La résolution est tout à la fois incohérente et révélatrice de la marche du monde. Elle est factuellement incohérente. Il est absurde d’attribuer aux autorités de Caracas la décision prise par une partie de l’opposition de ne pas présenter de candidat aux élections du 20 mai 2018. D’autres secteurs ont participé à cette consultation. Les conditions de la campagne n’ont sans doute pas été équitables. Mais le scrutin s’est déroulé de façon correcte, comparable à ce que l’on peut constater dans d’autres pays d’Amérique latine.

La résolution est incohérente dans la mesure où elle est unilatérale. Aucun des gouvernements latino-américains représentés à Lima n’a condamné le coup d’État parlementaire ayant destitué la présidente élue du Brésil, Dilma Rousseff en 2016. Aucun gouvernement latino-américain, présent à Lima, ne s’est ému des conditions constitutionnelles douteuses ayant accompagné l’élection du président hondurien, Juan Orlando Hernandez en 2018. Aucun de ces gouvernements latino-américains ne s’est inquiété de la bataille engagée par le président guatémaltèque, Jimmy Morales, contre la « Commission internationale contre l’impunité ». Il est vrai que Brésil, Guatemala et Honduras sont membres du groupe de Lima…

La résolution, enfin, est incohérente aussi du point de vue de ses initiateurs. La partialité de la condamnation du Venezuela surprend. La Bolivie, Cuba et le Nicaragua sont liés au Venezuela idéologiquement comme diplomatiquement. Ces pays sont en effet membres de l’Alliance bolivarienne de notre Amérique, dont le siège est à Caracas. Leurs ministres des affaires étrangères n’étaient certes pas invités à Lima. Mais ces pays alliés du Venezuela n’ont pas fait l’objet de la moindre allusion critique. Alors que Cuba non seulement est membre de l’ALBA, mais aussi se définit comme un pays socialiste.

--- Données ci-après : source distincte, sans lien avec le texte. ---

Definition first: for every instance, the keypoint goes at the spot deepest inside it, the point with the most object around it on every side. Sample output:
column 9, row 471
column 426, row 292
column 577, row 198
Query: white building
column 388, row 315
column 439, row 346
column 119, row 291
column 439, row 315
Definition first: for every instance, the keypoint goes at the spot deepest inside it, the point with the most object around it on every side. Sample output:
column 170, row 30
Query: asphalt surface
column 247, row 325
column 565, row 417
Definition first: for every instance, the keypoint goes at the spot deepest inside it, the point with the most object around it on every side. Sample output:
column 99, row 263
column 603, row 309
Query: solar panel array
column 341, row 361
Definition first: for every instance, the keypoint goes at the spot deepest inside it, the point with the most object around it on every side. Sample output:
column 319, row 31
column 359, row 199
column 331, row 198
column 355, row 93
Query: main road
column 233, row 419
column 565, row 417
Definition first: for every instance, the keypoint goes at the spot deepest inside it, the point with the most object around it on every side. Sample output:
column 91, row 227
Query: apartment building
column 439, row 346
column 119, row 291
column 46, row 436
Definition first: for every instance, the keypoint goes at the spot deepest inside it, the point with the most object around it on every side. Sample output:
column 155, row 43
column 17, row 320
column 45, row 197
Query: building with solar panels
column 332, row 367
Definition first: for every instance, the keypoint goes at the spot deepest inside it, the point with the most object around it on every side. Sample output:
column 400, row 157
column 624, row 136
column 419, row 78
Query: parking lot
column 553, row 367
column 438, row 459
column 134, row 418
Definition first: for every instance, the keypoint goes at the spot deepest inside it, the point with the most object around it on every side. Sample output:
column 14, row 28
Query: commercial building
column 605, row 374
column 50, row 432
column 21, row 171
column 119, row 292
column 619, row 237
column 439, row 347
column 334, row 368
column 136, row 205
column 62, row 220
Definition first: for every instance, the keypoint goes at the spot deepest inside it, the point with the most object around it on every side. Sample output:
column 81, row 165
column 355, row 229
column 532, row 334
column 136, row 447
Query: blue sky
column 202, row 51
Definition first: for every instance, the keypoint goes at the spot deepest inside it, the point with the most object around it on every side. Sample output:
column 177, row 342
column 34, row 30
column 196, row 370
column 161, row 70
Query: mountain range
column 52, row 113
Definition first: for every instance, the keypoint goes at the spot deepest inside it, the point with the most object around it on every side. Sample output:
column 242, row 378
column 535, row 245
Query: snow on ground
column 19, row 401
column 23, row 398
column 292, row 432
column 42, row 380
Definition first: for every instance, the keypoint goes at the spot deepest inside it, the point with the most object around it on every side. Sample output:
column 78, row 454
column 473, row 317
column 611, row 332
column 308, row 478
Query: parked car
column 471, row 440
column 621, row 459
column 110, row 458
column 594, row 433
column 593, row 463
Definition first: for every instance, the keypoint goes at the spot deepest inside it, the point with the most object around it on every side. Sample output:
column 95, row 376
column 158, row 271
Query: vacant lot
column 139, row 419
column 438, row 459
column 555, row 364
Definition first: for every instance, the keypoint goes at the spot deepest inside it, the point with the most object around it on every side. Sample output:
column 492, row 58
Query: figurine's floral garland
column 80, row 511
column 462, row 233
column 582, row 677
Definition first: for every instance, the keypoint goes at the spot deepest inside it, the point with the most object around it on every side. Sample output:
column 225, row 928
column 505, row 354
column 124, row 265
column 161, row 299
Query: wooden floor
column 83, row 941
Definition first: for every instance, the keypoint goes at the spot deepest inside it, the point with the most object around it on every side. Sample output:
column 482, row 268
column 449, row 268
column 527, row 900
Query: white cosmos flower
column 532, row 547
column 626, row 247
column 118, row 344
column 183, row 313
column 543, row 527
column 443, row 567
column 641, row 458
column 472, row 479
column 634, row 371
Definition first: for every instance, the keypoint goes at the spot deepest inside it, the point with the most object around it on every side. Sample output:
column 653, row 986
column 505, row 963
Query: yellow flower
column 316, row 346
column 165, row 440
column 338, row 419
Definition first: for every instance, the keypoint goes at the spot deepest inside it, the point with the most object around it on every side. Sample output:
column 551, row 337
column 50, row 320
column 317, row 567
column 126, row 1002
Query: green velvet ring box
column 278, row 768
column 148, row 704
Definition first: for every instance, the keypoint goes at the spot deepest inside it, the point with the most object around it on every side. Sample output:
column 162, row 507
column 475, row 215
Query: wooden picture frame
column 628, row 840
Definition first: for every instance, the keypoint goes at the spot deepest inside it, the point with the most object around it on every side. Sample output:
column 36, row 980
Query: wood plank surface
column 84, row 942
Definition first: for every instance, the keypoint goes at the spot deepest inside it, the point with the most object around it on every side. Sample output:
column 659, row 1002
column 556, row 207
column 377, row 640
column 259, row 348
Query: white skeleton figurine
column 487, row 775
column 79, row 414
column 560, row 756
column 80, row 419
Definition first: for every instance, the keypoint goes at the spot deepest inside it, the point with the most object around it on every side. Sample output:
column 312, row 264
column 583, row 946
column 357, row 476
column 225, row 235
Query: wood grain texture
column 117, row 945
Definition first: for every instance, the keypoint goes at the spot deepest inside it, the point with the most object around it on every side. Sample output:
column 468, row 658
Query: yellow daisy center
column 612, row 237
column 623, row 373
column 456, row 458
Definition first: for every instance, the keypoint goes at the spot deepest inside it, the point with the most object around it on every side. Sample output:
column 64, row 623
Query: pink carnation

Mais telle qu’elle est, cette résolution est révélatrice de l’air du temps. Un air du temps rappelant dans son expression celui des années de guerre froide. Les gouvernements ayant accédé au pouvoir en Amérique latine ces derniers temps ont affiché sans pudeur un discours violemment antisocial, sous couvert de défense des libertés contre le communisme. Le plan de gouvernement de Jair Bolsonaro, chef de l’État brésilien entré en fonction le 1er janvier dernier, est truffé de références anti-communistes, au nom de la liberté d’entreprendre. Il valorise le rejet des mesures visant à réduire les inégalités entre hommes et femmes au nom des valeurs traditionnelles défendues par les églises pentecôtistes, acteurs essentiels avec les médias, de la captation du vote populaire.

Ces gouvernements soucieux de défendre les intérêts étrangers avant ceux de leurs peuples ont privilégié leurs relations bilatérales avec les États-Unis. Ils ont défait, en tout ou partie, les institutions collectives construites dans le passé, CELAC, MERCOSUR, UNASUR. Le Venezuela, qui a mené dans les années 2000/2013 une diplomatie agressive à l’égard des États-Unis et de leurs alliés, qui a signé des accords de coopération avec la Chine, l’Iran et la Russie, aujourd’hui affaibli est paradoxalement devenu le bouc émissaire de gouvernements conservateurs et libéraux en mal de dénominateur partagé.

La morale n’a pas grand-chose à voir avec une résolution qui permet de serrer les rangs et les allégeances d’intérêt. Comme pendant la guerre froide, il n’y aura pas d’opérations militaires concertées pour réduire l’adversaire commun. Le Venezuela est l’ennemi commode qui permet d’entretenir les liens sous couvert de critiques. Et à ce titre, doit continuer à jouer ce rôle. Paradoxe ? La crise migratoire vénézuélienne, génératrice d’un exode massif posant de graves problèmes humanitaires, a fait l’objet d’un point 10, d’une résolution qui en compte 13…

[1] Font partie du groupe de Lima, l’Argentine, le Brésil, le Canada, le Chili, la Colombie, le Costa Rica, le Guatemala, le Guyana, le Honduras, le Panama, le Paraguay, le Pérou, Sainte-Lucie.